What data type is s::SegmentedImage, and what is the utility of image_indexmap? Additionally, I am unclear about the purpose of the neighbor_regions function and whether it is used to calculate connected components within the graph. If so, are there any other possibilities to calculate them, such as using structured graph-based functions like union ... ? NOTE: The edge weights are not included in the functions.

timholy commented 1 year ago

Presumably a key question is how many regions you have. It's been ages since I've thought about this code, but a quick read suggests the algorithm may be O(ncomponents^2*N) where N is the number of pixels. If so, what's the value of ncolors in my demo above? That is absolutely critical information, and you should be using that to decide when you've set the threshold on dist appropriately.

What data type is s::SegmentedImage

https://juliaimages.org/latest/pkgs/segmentation/ and particularly https://juliaimages.org/stable/pkgs/segmentation/#Result-1. (Be sure to study the demo.) It's also defined in the package code, https://github.com/JuliaImages/ImageSegmentation.jl/blob/329458547b98784a10d7b91bf9ea6a25e5774f1a/src/core.jl#L17-L26

I am unclear about the purpose of the neighbor_regions function

It's an inner function, see the Julia docs (short version: can only be called from the outer function)

whether it is used to calculate connected components

It's used to calculate the graph.
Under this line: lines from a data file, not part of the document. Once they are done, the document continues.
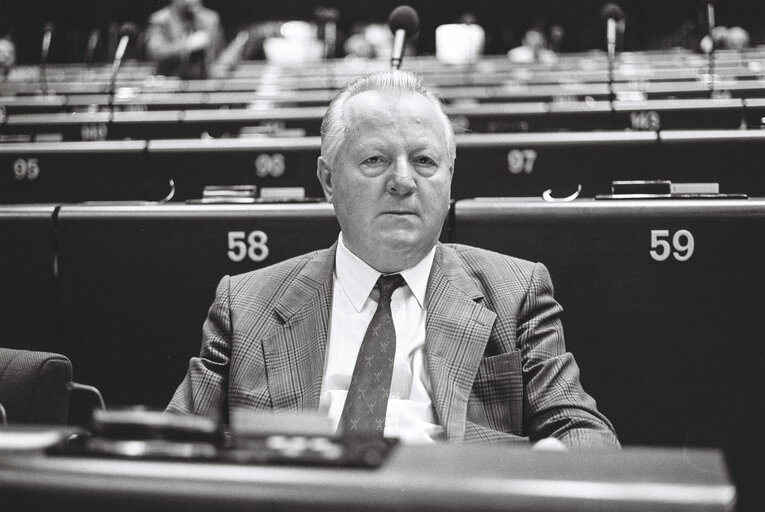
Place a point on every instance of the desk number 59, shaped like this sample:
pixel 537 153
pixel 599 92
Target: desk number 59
pixel 252 246
pixel 681 247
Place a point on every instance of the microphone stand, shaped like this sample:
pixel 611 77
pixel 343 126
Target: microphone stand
pixel 711 63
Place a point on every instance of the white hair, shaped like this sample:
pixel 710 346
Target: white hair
pixel 333 127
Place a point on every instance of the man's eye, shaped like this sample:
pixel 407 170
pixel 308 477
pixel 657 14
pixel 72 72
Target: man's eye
pixel 373 160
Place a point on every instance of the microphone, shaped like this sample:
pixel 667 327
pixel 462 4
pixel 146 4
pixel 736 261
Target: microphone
pixel 45 51
pixel 613 14
pixel 328 16
pixel 404 23
pixel 711 57
pixel 93 39
pixel 127 31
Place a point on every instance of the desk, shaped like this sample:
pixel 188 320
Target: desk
pixel 28 300
pixel 432 478
pixel 136 283
pixel 48 172
pixel 663 310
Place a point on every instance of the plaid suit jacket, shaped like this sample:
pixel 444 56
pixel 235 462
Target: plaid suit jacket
pixel 494 348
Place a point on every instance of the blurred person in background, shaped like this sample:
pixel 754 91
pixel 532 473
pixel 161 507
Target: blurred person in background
pixel 7 57
pixel 184 39
pixel 533 49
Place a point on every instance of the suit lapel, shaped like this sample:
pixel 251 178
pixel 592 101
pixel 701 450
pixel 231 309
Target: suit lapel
pixel 294 351
pixel 457 331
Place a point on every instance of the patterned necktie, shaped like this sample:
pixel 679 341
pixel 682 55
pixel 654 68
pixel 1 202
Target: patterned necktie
pixel 367 400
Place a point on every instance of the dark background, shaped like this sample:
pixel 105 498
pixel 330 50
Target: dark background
pixel 651 24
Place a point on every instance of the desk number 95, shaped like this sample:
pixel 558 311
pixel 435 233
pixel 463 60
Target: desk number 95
pixel 679 245
pixel 242 245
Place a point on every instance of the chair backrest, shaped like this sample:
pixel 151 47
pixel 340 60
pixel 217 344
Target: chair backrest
pixel 34 386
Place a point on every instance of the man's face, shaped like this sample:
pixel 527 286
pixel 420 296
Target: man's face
pixel 390 184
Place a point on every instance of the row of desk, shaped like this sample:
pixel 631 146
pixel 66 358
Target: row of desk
pixel 662 303
pixel 433 478
pixel 592 115
pixel 131 99
pixel 509 164
pixel 590 67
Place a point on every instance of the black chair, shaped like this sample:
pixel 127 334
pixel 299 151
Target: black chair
pixel 35 387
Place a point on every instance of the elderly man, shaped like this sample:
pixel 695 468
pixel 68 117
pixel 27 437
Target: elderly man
pixel 389 330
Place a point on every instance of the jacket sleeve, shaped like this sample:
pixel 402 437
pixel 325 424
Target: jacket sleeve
pixel 203 390
pixel 555 405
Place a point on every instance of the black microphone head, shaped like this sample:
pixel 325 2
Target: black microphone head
pixel 404 18
pixel 611 11
pixel 326 13
pixel 129 29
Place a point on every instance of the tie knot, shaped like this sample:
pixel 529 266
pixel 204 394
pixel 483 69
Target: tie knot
pixel 388 285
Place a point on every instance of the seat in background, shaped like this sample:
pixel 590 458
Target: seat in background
pixel 34 386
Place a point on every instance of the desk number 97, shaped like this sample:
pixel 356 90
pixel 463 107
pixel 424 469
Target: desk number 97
pixel 242 245
pixel 680 246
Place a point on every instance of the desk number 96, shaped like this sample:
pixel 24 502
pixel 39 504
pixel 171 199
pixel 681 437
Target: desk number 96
pixel 680 245
pixel 242 245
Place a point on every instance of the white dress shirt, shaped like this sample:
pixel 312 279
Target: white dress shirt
pixel 410 415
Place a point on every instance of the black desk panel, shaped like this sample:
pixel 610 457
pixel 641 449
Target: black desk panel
pixel 261 161
pixel 433 478
pixel 28 298
pixel 136 283
pixel 732 158
pixel 48 172
pixel 528 164
pixel 663 310
pixel 679 114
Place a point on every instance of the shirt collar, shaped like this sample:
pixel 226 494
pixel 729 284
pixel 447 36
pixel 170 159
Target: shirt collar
pixel 358 279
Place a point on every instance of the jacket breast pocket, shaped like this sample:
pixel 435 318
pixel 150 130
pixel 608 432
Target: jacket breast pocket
pixel 496 400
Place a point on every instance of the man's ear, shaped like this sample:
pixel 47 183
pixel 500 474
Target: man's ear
pixel 324 173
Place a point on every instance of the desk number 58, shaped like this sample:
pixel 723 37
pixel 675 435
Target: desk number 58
pixel 253 246
pixel 681 247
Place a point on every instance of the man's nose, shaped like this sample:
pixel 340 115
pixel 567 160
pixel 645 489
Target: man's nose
pixel 401 179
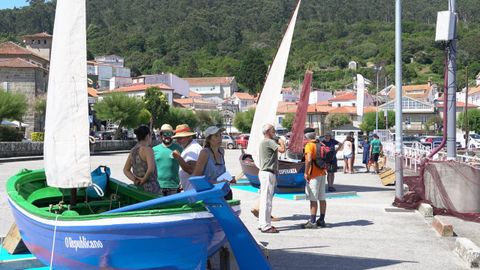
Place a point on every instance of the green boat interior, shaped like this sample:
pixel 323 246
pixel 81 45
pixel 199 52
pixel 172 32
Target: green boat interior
pixel 34 195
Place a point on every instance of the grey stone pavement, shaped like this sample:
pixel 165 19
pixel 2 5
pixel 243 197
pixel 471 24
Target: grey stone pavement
pixel 360 234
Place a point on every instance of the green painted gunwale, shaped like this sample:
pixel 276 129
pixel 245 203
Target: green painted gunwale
pixel 33 178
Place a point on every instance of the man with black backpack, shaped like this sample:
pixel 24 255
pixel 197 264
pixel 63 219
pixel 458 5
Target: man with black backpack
pixel 315 171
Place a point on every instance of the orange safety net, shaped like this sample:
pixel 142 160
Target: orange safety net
pixel 451 187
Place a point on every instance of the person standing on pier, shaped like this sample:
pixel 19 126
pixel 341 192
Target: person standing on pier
pixel 268 157
pixel 166 158
pixel 315 182
pixel 332 168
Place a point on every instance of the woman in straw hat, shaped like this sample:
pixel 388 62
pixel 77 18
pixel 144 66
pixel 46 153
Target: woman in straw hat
pixel 211 161
pixel 189 156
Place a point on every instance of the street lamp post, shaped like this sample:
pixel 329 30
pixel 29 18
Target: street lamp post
pixel 377 70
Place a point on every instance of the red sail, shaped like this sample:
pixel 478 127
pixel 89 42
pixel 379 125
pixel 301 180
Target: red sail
pixel 296 139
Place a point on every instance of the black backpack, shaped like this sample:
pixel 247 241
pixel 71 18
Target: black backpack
pixel 323 155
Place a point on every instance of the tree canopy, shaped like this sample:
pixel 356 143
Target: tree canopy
pixel 127 111
pixel 12 106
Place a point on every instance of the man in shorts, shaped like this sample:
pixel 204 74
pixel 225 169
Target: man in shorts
pixel 315 183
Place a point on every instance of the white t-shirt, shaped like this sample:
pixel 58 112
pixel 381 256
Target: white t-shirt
pixel 190 153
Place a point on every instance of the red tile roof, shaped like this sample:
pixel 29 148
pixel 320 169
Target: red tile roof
pixel 323 103
pixel 189 101
pixel 319 108
pixel 10 48
pixel 39 35
pixel 141 87
pixel 352 110
pixel 193 94
pixel 286 107
pixel 417 91
pixel 209 81
pixel 16 63
pixel 345 97
pixel 243 96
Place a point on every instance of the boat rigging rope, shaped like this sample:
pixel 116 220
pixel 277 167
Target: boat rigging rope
pixel 53 242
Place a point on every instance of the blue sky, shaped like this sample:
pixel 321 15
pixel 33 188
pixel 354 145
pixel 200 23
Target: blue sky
pixel 12 3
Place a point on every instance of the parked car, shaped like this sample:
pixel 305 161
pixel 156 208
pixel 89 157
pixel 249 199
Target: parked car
pixel 242 140
pixel 104 135
pixel 436 142
pixel 409 141
pixel 228 142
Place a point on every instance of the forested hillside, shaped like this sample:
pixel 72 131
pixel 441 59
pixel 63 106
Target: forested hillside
pixel 240 37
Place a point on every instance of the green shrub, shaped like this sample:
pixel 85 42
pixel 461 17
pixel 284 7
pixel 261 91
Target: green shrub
pixel 10 134
pixel 37 136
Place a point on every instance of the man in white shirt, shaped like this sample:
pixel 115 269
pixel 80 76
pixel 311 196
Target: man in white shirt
pixel 189 155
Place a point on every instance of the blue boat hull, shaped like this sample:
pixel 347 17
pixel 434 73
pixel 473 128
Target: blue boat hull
pixel 136 242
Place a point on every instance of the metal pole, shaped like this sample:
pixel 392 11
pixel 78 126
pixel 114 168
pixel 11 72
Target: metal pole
pixel 465 116
pixel 452 91
pixel 398 102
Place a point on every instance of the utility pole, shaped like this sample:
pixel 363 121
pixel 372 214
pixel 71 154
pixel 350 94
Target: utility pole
pixel 377 70
pixel 465 115
pixel 452 89
pixel 398 102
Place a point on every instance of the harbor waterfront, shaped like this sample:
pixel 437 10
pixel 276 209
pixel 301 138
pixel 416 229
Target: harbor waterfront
pixel 363 230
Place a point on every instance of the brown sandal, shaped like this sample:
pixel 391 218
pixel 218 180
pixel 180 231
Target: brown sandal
pixel 271 230
pixel 255 213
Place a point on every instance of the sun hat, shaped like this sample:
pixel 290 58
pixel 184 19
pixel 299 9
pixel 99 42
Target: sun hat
pixel 183 130
pixel 212 130
pixel 166 127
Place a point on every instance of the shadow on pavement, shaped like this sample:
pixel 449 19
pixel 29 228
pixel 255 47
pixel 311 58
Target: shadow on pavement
pixel 304 218
pixel 345 188
pixel 360 222
pixel 285 259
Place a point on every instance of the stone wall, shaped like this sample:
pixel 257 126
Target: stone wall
pixel 21 149
pixel 31 82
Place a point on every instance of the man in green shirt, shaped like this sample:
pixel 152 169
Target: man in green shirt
pixel 166 155
pixel 375 149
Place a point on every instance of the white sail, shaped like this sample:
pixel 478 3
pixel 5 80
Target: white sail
pixel 360 94
pixel 271 93
pixel 66 146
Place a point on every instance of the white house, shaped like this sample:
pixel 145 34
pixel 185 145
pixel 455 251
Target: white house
pixel 473 95
pixel 243 100
pixel 350 99
pixel 222 87
pixel 180 86
pixel 317 96
pixel 106 67
pixel 138 90
pixel 289 94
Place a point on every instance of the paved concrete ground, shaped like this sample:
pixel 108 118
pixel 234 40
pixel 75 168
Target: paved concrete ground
pixel 359 233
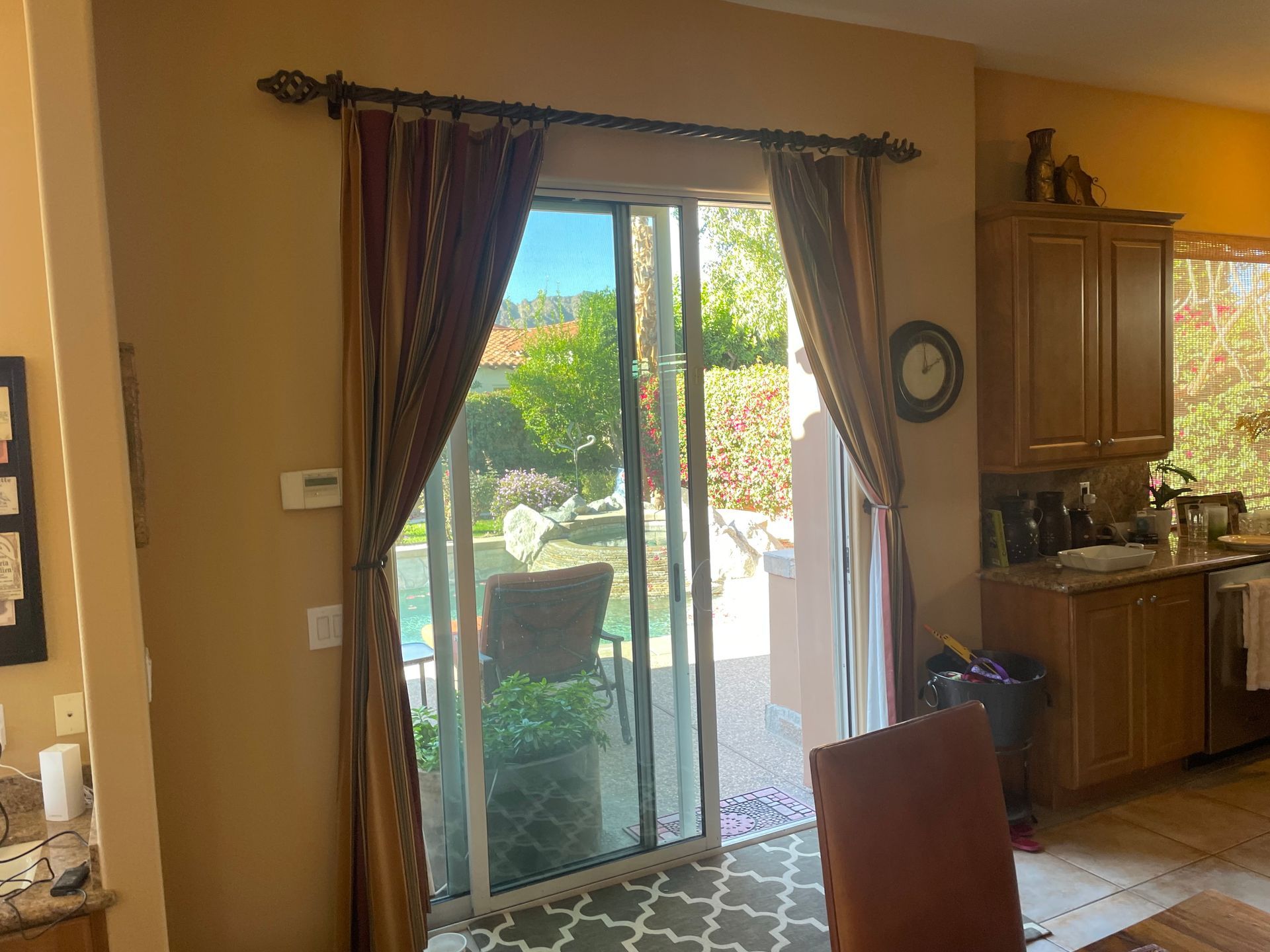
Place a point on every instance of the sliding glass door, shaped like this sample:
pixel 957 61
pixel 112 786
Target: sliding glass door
pixel 546 587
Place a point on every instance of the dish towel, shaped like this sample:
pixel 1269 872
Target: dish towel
pixel 1256 633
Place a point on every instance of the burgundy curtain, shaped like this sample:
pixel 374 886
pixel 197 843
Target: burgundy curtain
pixel 432 215
pixel 827 216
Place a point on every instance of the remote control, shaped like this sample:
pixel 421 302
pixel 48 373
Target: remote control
pixel 70 881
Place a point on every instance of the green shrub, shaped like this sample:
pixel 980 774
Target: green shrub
pixel 597 484
pixel 748 436
pixel 483 487
pixel 498 440
pixel 536 491
pixel 427 740
pixel 532 720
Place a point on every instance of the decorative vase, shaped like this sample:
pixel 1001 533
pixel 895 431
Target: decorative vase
pixel 1054 528
pixel 1019 522
pixel 1039 186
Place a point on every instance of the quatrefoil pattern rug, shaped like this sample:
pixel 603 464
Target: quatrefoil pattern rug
pixel 765 898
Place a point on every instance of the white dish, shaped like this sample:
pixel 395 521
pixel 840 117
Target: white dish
pixel 1108 559
pixel 1246 542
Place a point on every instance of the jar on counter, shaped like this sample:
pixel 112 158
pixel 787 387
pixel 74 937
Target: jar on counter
pixel 1054 526
pixel 1019 522
pixel 1082 524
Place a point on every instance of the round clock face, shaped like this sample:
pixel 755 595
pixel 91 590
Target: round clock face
pixel 926 367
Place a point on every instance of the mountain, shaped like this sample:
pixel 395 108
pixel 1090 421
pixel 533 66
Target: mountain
pixel 532 313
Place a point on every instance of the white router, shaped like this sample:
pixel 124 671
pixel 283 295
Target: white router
pixel 63 777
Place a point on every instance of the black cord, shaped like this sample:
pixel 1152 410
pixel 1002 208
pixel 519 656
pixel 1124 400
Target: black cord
pixel 18 877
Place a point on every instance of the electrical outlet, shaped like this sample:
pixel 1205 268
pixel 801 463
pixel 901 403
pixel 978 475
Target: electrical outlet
pixel 325 627
pixel 69 711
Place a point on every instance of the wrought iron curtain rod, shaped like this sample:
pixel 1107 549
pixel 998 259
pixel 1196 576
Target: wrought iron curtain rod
pixel 296 87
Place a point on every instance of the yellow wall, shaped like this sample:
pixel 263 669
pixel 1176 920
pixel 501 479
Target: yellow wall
pixel 224 227
pixel 27 691
pixel 1147 151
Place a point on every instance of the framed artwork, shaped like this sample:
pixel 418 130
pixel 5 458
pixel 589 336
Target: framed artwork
pixel 22 606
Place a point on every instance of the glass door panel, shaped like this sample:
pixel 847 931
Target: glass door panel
pixel 567 580
pixel 425 571
pixel 659 371
pixel 552 556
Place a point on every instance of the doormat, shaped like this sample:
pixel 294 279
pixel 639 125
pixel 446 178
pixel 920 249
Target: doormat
pixel 741 815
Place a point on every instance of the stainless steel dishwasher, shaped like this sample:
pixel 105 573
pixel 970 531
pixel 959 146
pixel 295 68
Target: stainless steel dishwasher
pixel 1236 715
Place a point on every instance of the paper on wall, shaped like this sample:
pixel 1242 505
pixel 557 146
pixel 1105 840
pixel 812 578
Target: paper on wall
pixel 8 495
pixel 11 567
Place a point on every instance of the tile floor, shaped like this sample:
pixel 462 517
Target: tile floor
pixel 1101 871
pixel 1126 862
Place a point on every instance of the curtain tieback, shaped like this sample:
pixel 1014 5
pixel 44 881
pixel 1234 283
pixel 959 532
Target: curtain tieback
pixel 870 507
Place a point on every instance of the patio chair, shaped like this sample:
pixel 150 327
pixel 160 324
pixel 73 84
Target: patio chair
pixel 915 841
pixel 549 626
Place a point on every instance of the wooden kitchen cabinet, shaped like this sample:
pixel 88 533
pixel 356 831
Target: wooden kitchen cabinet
pixel 1075 335
pixel 1107 631
pixel 84 933
pixel 1126 680
pixel 1173 663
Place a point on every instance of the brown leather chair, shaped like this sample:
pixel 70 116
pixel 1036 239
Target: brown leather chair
pixel 915 840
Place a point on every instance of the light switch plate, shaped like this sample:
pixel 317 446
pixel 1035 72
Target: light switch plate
pixel 325 627
pixel 69 711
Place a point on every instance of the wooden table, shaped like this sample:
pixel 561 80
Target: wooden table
pixel 1209 922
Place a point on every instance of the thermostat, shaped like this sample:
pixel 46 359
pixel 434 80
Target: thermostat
pixel 313 489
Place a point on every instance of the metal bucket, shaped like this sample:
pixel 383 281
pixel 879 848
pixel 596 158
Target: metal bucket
pixel 1013 709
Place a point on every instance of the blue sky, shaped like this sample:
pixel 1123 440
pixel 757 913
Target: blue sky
pixel 563 253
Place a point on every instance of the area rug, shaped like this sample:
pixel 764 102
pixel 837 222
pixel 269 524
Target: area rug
pixel 742 815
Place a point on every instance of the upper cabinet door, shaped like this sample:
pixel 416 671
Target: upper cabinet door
pixel 1056 340
pixel 1137 393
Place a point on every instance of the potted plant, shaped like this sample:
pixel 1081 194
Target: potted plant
pixel 542 744
pixel 1162 494
pixel 427 756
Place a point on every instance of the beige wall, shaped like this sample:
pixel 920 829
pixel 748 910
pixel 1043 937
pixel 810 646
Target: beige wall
pixel 1147 151
pixel 27 691
pixel 224 222
pixel 95 465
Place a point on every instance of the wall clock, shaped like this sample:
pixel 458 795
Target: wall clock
pixel 926 370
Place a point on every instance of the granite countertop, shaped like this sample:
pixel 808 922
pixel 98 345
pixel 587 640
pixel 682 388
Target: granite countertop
pixel 1174 559
pixel 23 801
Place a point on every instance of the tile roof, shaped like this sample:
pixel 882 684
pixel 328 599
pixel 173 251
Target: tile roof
pixel 506 347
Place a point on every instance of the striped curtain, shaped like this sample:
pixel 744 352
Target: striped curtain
pixel 432 215
pixel 827 216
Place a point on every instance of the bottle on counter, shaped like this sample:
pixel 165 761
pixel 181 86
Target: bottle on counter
pixel 1054 527
pixel 1082 522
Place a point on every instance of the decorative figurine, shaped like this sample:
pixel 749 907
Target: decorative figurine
pixel 1074 186
pixel 1039 186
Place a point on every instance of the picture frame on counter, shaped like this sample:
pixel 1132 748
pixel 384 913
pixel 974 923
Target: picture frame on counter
pixel 22 604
If you just want connected components then markers already has that information. You only need the RAG if you're looking to merge components together.

Keep in mind that this is deliberately implementing a standard data structure & algorithm, but there are more efficient possibilities given that you're starting from a densely-connected segmentation.

marcoxa commented 1 year ago

Hi @timholy let me jump in as I am the culprit for Niccolò's quandary.

from your comment, it is unclear to me what are the connected components in the markers.

Could you explain a bit in more details what are the fields of SegmentedImage ? Especially the segment_indexmap.

Also isn't the RAG essentially an aggregate that is computed by setting up a separate connected component structure?

I am trying to grok all of this, to see whether we can handle the OOM error.

All the best

Marco

timholy commented 1 year ago

Has anyone actually followed the advice and visually inspected markers as I suggested? I think a lot will be obvious if you do---you'll have a much clearer understanding of what you're dealing with at a level more than symbols in code.

niccolo99mandelli commented 1 year ago

Yes, I had already verified and inspected the markers by varying the threshold set for dist. When I increased the threshold, I noticed an increase in the size of the markers in the segmented image, which resulted in a lower number of labels being recorded. The OOM error persisted even when setting a high threshold. For example, after setting an high threshold (0.8 instead of 0.000001) in the demo, the variable "ncolors" resulted in 46.

I understand the issue with the markers and their composition, but I am still unsure how to set the threshold so that each marker is associated with a cell. The desired output would be to generate the segmented image in which each cell has an associated marker and therefore a different coloration. The only possibility to set the threshold is to manually inspect the image and set it accordingly, or is there a method to set it based on the output given by the grayscale filter?

timholy commented 1 year ago

Usually interactive exploration is necessary to set critical parameters like this one. There may be new AI tools that can help do the training, but historically what most people tend to do (if you're doing this kind of thing a lot and need to set the threshold individually) is set up a GUI that will update the visualization of the segmented image as you change the value. Both Makie.jl and GtkObservables.jl should be able to do this very easily.